More complex intertextuality is traced by Molly Pasco-Pranger in ‘A Varronian Vatic Numa? Ovid’s Fasti and Plutarch’s Life of Numa. Juxtaposing Ovid, Valerius Antias, Varro, and Plutarch,’ P.-P. provides an elegant example of how to reconstruct a lost text (in this case, possibly part of Varro’s De Poematis or De Poetis) and how to connect that historiographical reconstruction to the larger context of the nature and role of the uates in Augustan poetry.3 Hans-Friedrich Mueller also works with mythical narrative and historiography in his discussion of ‘The Extinction of the Potitii and the Sacred History of Augustan Rome.’ M. shows how the myths connected with the administration of the Ara Maxima have very topical relevance in our extant texts (all imperial) concerning them; it is not clear, however, in what way it elucidates the intersection between poetry and historiography — aside from using both as sources for the stories. To see how one might bring such texts together, one needs to turn to T. P. Wiseman on ‘History, Poetry, and Annales,’ the closing piece of the collection, and one of its best. Via a learned examination of the ‘world in which prophecy, poetry, history and moral exhortation were not always thought of as separate conceptual categories’ (359), W. shows that the generic differences between poetry and historical prose are less distinct than one might have imagined (or some ancient writers polemically suggest) — not just that both were rhetorical art forms, and that both used ‘poetic’ topoi and technique, but that their treatments of chronology, truth, pleasure, and the supernatural are often overlapping. W.’s piece appropriately concludes this impressive collection, which moves a long way from its starting point, showing conclusively along the way that not only did Clio not merely linger on the threshold of poetry, but that she had a seat at its hearth.

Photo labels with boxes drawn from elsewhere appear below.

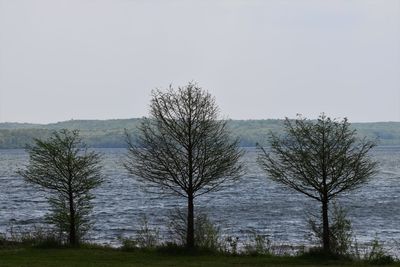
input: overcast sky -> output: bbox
[0,0,400,123]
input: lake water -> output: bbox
[0,147,400,254]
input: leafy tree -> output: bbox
[258,114,377,252]
[125,83,243,248]
[18,129,103,245]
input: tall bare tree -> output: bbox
[18,130,103,246]
[258,114,377,252]
[125,83,243,248]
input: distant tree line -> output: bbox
[3,83,377,258]
[0,119,400,149]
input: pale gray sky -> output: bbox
[0,0,400,122]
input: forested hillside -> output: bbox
[0,119,400,148]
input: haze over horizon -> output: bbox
[0,0,400,123]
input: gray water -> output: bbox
[0,147,400,254]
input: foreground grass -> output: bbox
[0,248,400,267]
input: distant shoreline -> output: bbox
[0,118,400,149]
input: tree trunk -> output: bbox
[186,195,194,249]
[69,193,78,246]
[322,199,331,253]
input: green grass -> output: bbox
[0,248,400,267]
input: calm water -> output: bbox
[0,147,400,254]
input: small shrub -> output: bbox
[366,237,394,265]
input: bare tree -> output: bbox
[125,83,243,248]
[258,114,377,252]
[18,130,103,246]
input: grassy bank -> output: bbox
[0,248,400,267]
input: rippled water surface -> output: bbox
[0,147,400,250]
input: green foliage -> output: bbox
[0,225,64,249]
[18,130,103,245]
[0,119,400,149]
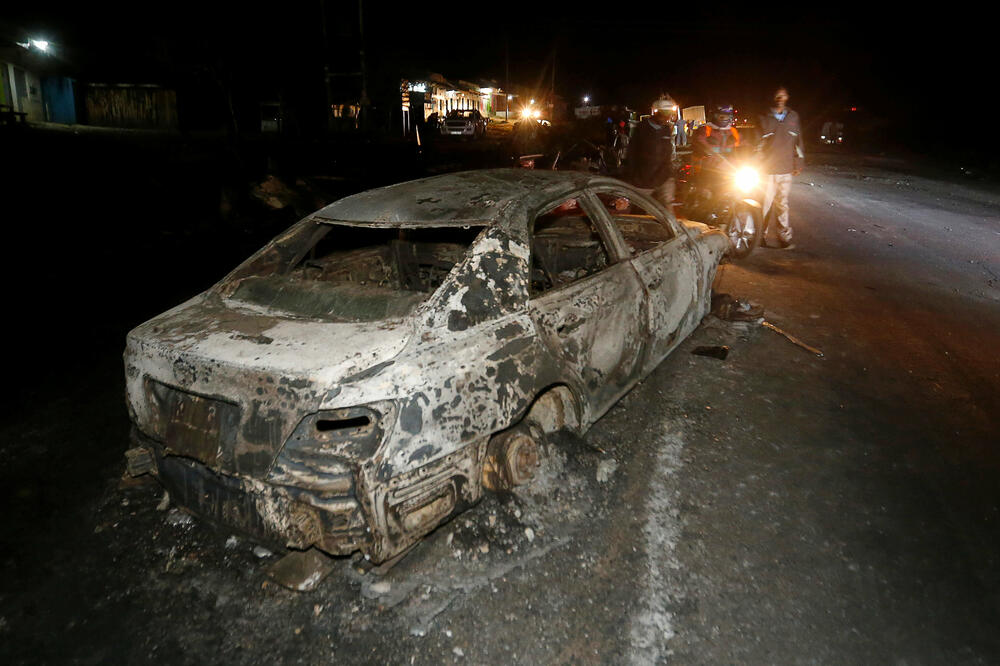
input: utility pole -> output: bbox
[358,0,371,129]
[503,32,511,122]
[319,0,333,131]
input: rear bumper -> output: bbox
[131,428,370,555]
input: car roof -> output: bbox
[310,169,612,228]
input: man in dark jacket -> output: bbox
[759,87,805,250]
[624,97,677,210]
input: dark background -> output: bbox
[4,0,996,159]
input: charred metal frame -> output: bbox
[124,170,727,562]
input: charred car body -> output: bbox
[124,170,727,562]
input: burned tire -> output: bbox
[726,204,764,259]
[483,423,545,491]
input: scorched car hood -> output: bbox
[125,292,412,478]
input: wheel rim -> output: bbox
[506,433,538,486]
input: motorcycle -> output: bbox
[677,156,764,259]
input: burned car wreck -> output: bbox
[124,170,727,562]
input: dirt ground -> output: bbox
[0,139,1000,664]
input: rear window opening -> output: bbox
[226,222,482,322]
[316,416,372,432]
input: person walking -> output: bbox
[758,86,805,250]
[623,97,677,210]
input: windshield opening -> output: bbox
[225,224,482,322]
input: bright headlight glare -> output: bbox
[733,167,760,192]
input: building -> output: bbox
[0,40,77,124]
[400,73,516,133]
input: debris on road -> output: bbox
[167,507,194,527]
[267,548,334,592]
[691,345,729,361]
[597,458,618,483]
[760,321,823,358]
[712,294,764,321]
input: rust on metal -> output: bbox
[124,170,727,563]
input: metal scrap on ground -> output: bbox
[760,321,823,358]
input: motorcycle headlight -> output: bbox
[733,167,760,192]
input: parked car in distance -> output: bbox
[441,109,486,139]
[124,169,728,562]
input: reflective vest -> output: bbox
[705,125,740,148]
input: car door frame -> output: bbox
[528,189,649,425]
[587,182,704,374]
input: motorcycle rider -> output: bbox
[691,104,740,171]
[623,95,677,210]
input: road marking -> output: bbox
[629,433,684,665]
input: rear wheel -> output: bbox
[483,422,545,491]
[726,204,764,259]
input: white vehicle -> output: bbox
[441,109,486,139]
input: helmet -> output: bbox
[712,104,736,128]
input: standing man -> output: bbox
[758,86,805,250]
[624,97,677,210]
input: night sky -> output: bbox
[3,0,990,149]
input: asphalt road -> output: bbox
[0,148,1000,664]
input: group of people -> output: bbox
[624,87,805,249]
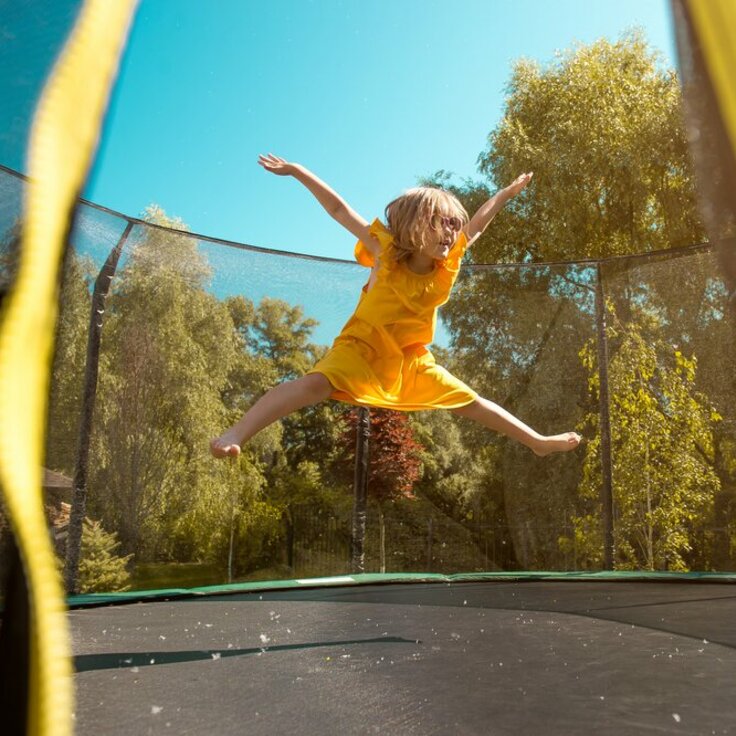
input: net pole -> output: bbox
[64,222,133,594]
[595,264,614,570]
[351,406,371,573]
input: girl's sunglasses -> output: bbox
[429,215,463,232]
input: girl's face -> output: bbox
[424,213,462,261]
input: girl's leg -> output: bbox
[452,396,581,455]
[210,373,333,457]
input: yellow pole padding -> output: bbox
[687,0,736,156]
[0,0,136,736]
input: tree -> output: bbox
[562,304,720,570]
[46,249,93,476]
[90,208,238,559]
[344,409,422,572]
[428,33,704,568]
[79,519,133,593]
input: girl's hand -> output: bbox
[258,153,295,176]
[506,171,534,197]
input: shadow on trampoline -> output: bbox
[74,636,421,673]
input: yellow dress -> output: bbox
[309,219,478,411]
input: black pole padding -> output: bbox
[595,264,614,570]
[64,222,133,594]
[0,529,31,736]
[351,406,371,573]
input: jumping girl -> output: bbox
[210,154,580,458]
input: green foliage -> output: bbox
[79,519,133,593]
[563,306,721,570]
[46,249,93,476]
[480,32,704,261]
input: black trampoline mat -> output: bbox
[69,581,736,736]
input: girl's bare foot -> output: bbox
[210,429,242,457]
[532,432,583,457]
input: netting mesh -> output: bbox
[0,171,736,590]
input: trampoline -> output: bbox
[70,576,736,736]
[0,0,736,736]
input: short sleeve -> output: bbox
[355,218,394,268]
[444,230,468,272]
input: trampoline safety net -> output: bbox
[0,164,736,592]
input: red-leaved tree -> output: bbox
[345,409,424,572]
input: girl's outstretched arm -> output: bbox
[258,153,380,256]
[465,172,534,240]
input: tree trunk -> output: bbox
[378,506,386,572]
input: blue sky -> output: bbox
[70,0,675,258]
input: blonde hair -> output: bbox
[385,187,469,263]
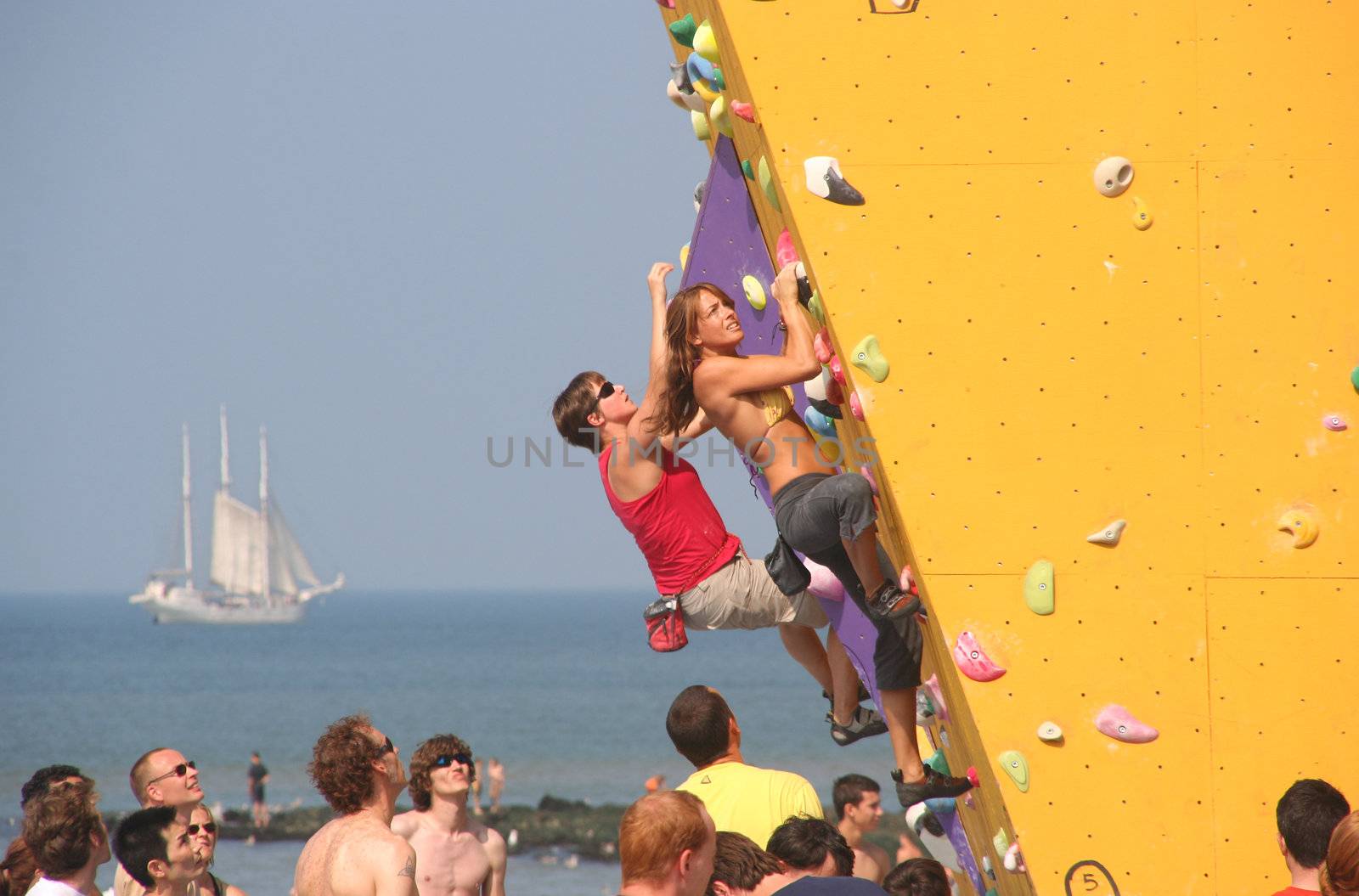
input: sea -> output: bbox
[0,590,924,896]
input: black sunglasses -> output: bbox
[147,758,197,785]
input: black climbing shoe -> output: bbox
[826,706,888,747]
[865,582,920,620]
[892,765,972,809]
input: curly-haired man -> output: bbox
[292,713,416,896]
[392,734,505,896]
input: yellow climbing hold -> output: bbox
[689,111,712,140]
[757,156,783,212]
[708,93,731,138]
[741,273,768,312]
[693,19,722,63]
[1132,196,1151,230]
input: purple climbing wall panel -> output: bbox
[680,138,882,708]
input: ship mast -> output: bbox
[260,427,273,606]
[179,423,193,591]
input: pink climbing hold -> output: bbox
[859,466,878,495]
[849,392,863,420]
[826,380,845,403]
[802,561,845,601]
[953,632,1006,681]
[1096,703,1160,744]
[809,329,840,364]
[773,230,793,266]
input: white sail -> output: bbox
[212,491,263,595]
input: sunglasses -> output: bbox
[147,758,197,785]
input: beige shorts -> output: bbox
[680,550,827,629]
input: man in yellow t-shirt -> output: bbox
[666,684,824,846]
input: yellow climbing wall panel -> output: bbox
[662,0,1359,896]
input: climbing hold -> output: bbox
[757,156,783,212]
[1096,155,1132,199]
[826,378,845,403]
[953,632,1006,681]
[668,13,698,48]
[802,155,863,206]
[1096,703,1160,744]
[849,389,863,420]
[996,749,1029,792]
[829,355,845,386]
[689,19,718,63]
[849,333,892,382]
[792,261,811,306]
[773,228,793,268]
[1086,520,1128,548]
[811,326,838,364]
[912,674,949,722]
[802,374,829,403]
[807,290,826,326]
[708,93,732,138]
[802,561,845,601]
[1132,196,1151,230]
[916,690,933,727]
[741,273,765,312]
[802,408,836,439]
[1279,507,1321,548]
[689,111,712,140]
[1023,561,1056,616]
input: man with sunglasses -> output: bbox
[292,713,416,896]
[113,747,202,896]
[392,734,505,896]
[552,262,888,747]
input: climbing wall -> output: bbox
[657,0,1359,896]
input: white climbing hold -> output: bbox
[1086,520,1128,548]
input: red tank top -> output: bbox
[600,443,741,595]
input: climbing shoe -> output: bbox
[892,765,972,809]
[826,706,888,747]
[865,582,920,620]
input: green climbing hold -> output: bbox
[849,333,890,382]
[670,12,698,48]
[758,156,783,212]
[996,749,1029,792]
[807,290,826,326]
[926,749,950,775]
[1023,561,1056,616]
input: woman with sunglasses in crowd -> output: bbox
[648,264,970,808]
[189,803,246,896]
[552,262,886,745]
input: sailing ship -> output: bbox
[127,407,344,625]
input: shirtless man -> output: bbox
[831,775,892,884]
[392,734,505,896]
[292,713,417,896]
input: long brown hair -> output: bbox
[644,283,736,435]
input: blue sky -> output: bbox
[0,0,773,595]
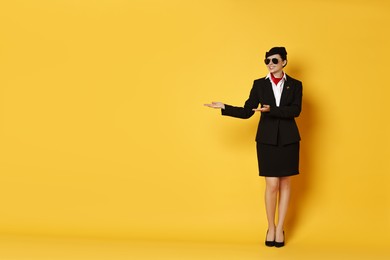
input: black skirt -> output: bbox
[257,142,299,177]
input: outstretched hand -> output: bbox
[252,105,271,112]
[204,102,225,109]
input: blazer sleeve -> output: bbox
[268,82,302,118]
[221,82,260,119]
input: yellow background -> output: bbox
[0,0,390,256]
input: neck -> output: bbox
[272,71,284,78]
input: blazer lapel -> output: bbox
[265,79,276,106]
[280,75,292,105]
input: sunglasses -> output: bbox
[264,58,279,65]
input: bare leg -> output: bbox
[275,177,291,242]
[265,177,279,241]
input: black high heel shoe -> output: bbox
[265,230,275,247]
[274,231,286,247]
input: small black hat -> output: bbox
[265,47,287,60]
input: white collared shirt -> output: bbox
[265,73,287,107]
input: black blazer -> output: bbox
[221,75,302,145]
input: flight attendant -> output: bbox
[205,47,302,247]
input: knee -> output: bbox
[266,182,279,193]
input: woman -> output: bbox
[205,47,302,247]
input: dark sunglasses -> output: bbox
[264,58,279,65]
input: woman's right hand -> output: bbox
[204,102,225,109]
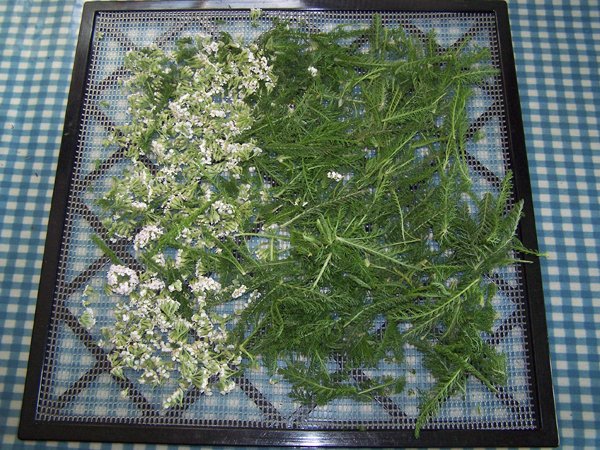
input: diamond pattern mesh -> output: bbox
[36,11,536,430]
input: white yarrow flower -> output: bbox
[133,225,164,250]
[231,284,248,298]
[106,264,140,295]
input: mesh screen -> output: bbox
[36,11,536,430]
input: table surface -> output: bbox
[0,0,600,449]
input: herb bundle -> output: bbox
[82,17,527,435]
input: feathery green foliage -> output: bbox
[96,16,536,435]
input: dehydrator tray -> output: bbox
[19,1,558,447]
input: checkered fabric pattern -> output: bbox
[0,0,600,449]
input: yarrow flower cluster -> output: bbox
[80,32,276,408]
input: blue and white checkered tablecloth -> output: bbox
[0,0,600,449]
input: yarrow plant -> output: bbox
[81,36,274,407]
[81,16,528,435]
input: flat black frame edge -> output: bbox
[18,0,558,447]
[496,2,559,447]
[17,0,95,439]
[21,422,564,448]
[79,0,505,12]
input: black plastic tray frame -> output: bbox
[19,0,558,447]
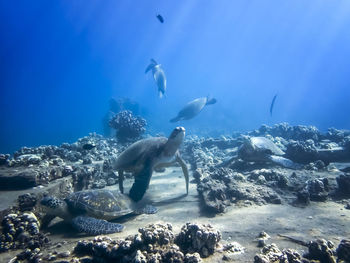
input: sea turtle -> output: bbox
[113,127,189,201]
[170,97,216,122]
[145,58,166,98]
[41,189,157,235]
[238,136,301,169]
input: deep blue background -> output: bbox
[0,0,350,155]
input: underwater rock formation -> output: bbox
[254,243,303,263]
[336,239,350,262]
[175,223,221,258]
[336,173,350,196]
[109,110,147,142]
[304,239,336,263]
[0,212,49,252]
[194,168,282,213]
[74,223,221,263]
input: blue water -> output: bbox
[0,0,350,153]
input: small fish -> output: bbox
[83,143,96,150]
[157,14,164,23]
[145,59,166,98]
[270,94,277,116]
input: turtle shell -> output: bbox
[114,137,168,172]
[249,137,284,155]
[65,189,134,220]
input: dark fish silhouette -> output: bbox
[157,14,164,23]
[270,94,277,116]
[83,143,96,150]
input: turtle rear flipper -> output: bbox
[72,216,124,235]
[134,205,158,215]
[268,155,303,170]
[129,162,152,202]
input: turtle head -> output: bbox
[169,127,186,144]
[165,127,185,155]
[40,196,68,219]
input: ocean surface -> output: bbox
[0,0,350,153]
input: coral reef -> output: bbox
[0,212,49,252]
[337,173,350,196]
[336,239,350,262]
[194,168,282,213]
[175,223,221,257]
[109,110,147,142]
[74,223,221,263]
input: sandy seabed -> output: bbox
[0,167,350,262]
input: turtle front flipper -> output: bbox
[268,155,303,170]
[118,170,124,194]
[72,216,124,235]
[129,161,152,202]
[175,154,189,194]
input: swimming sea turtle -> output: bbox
[170,97,216,122]
[145,58,166,98]
[41,189,157,235]
[238,136,300,169]
[113,127,188,201]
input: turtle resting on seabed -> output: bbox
[113,127,189,202]
[41,189,157,235]
[238,136,302,169]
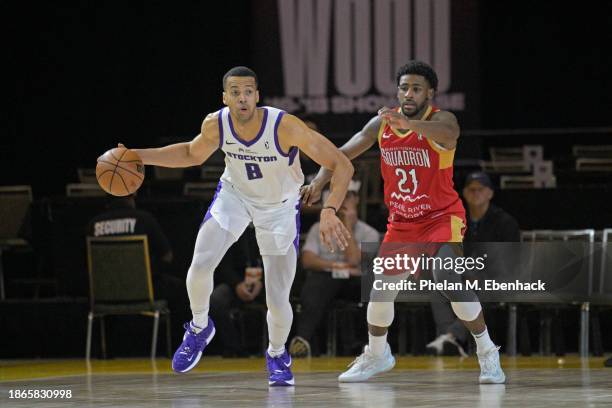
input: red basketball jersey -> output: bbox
[378,106,465,230]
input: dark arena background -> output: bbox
[0,0,612,408]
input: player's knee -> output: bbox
[368,302,394,327]
[451,302,482,322]
[210,283,234,310]
[188,252,214,274]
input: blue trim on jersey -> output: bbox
[227,108,268,147]
[274,112,292,158]
[293,198,301,255]
[219,108,224,149]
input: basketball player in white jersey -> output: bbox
[125,67,353,385]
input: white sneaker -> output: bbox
[338,344,395,382]
[478,346,506,384]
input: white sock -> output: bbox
[472,327,495,354]
[368,333,387,357]
[268,343,285,357]
[189,312,208,333]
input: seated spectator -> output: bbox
[427,172,521,356]
[289,181,379,357]
[210,224,265,357]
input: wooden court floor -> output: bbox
[0,356,612,408]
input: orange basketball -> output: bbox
[96,147,144,196]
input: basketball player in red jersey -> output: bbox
[302,61,505,384]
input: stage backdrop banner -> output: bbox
[251,0,480,134]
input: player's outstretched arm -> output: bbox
[278,114,354,252]
[132,113,219,167]
[301,116,382,205]
[378,107,460,149]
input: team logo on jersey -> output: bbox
[391,191,429,203]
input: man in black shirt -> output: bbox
[427,172,521,356]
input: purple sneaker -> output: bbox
[266,350,295,386]
[172,317,215,373]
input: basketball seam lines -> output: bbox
[98,160,144,180]
[96,169,114,182]
[117,173,130,195]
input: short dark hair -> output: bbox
[397,61,438,91]
[223,66,258,89]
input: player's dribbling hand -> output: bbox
[378,106,410,129]
[319,208,351,252]
[300,180,322,207]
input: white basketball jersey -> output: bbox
[219,106,304,204]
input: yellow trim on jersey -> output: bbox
[448,215,465,242]
[427,139,455,170]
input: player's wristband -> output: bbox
[321,205,338,214]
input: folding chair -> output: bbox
[86,235,171,361]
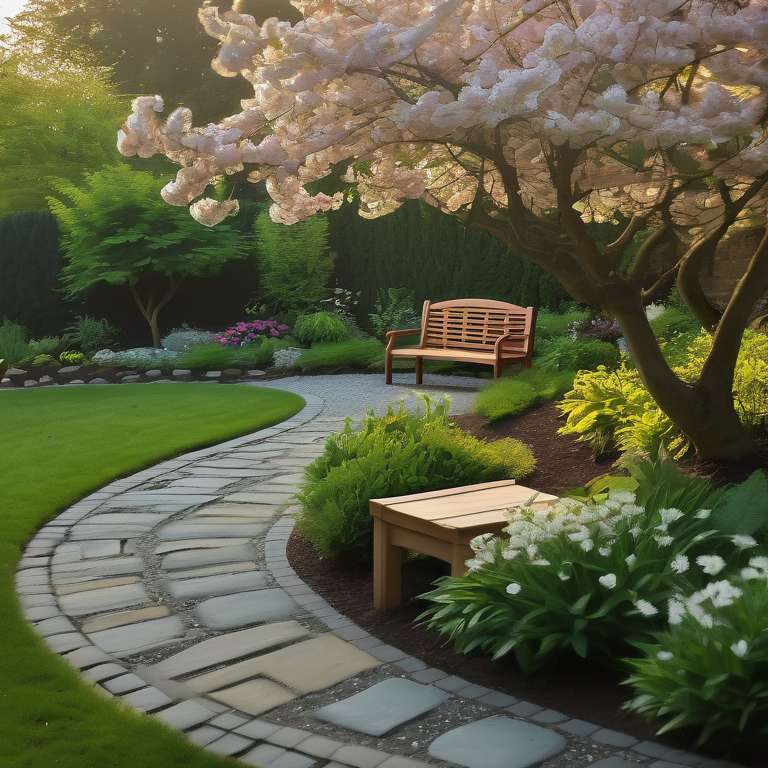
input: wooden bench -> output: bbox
[369,480,557,611]
[384,299,536,384]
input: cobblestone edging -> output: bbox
[16,392,738,768]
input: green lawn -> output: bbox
[0,384,304,768]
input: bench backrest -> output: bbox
[420,299,536,352]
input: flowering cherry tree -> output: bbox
[119,0,768,458]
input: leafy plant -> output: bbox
[251,212,336,317]
[177,339,290,371]
[539,337,621,371]
[536,310,589,341]
[0,320,30,368]
[293,312,349,346]
[420,462,725,672]
[67,315,123,356]
[160,323,216,352]
[474,367,574,422]
[368,288,416,339]
[624,568,768,745]
[59,349,88,365]
[216,320,289,347]
[296,338,384,373]
[296,395,536,561]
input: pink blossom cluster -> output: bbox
[216,320,289,347]
[118,0,768,234]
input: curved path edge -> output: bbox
[16,390,738,768]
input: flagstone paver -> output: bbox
[16,375,752,768]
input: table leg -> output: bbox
[373,517,401,611]
[451,544,475,576]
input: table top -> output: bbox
[371,480,558,530]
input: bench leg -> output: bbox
[373,517,401,611]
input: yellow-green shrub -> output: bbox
[558,331,768,457]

1. E.g. (to step on just my own soapbox) Livy’s list — whose extraordinary language K. neglects — is not ‘dry and non-poetic’ (218); further, his story of Rhea Silvia incorporates more than the violence and strife with which K. characterises it (224).
2. One can add to A.’s material Llewelyn Morgan’s elaboration on the Pollionic passage deployed by Vergil for his Priam ( JRS 90  51-69), Nicholas Horsfall’s demonstration of Vergil’s debt to Caesarian language ( Aeneid 7: A commentary  and Aeneid 11: A commentary  passim), and J. E. Lendon’s demonstration of the stylized nature of Caesar’s battle descriptions ( CA 18  273-329).
3. One question: ‘solitary groves and meadows are the sorts of places one meets Muses’ (295), but they are also the sorts of places one is seduced by divinities: how does the Venus/Anchises parallel work (if at all) in this analysis?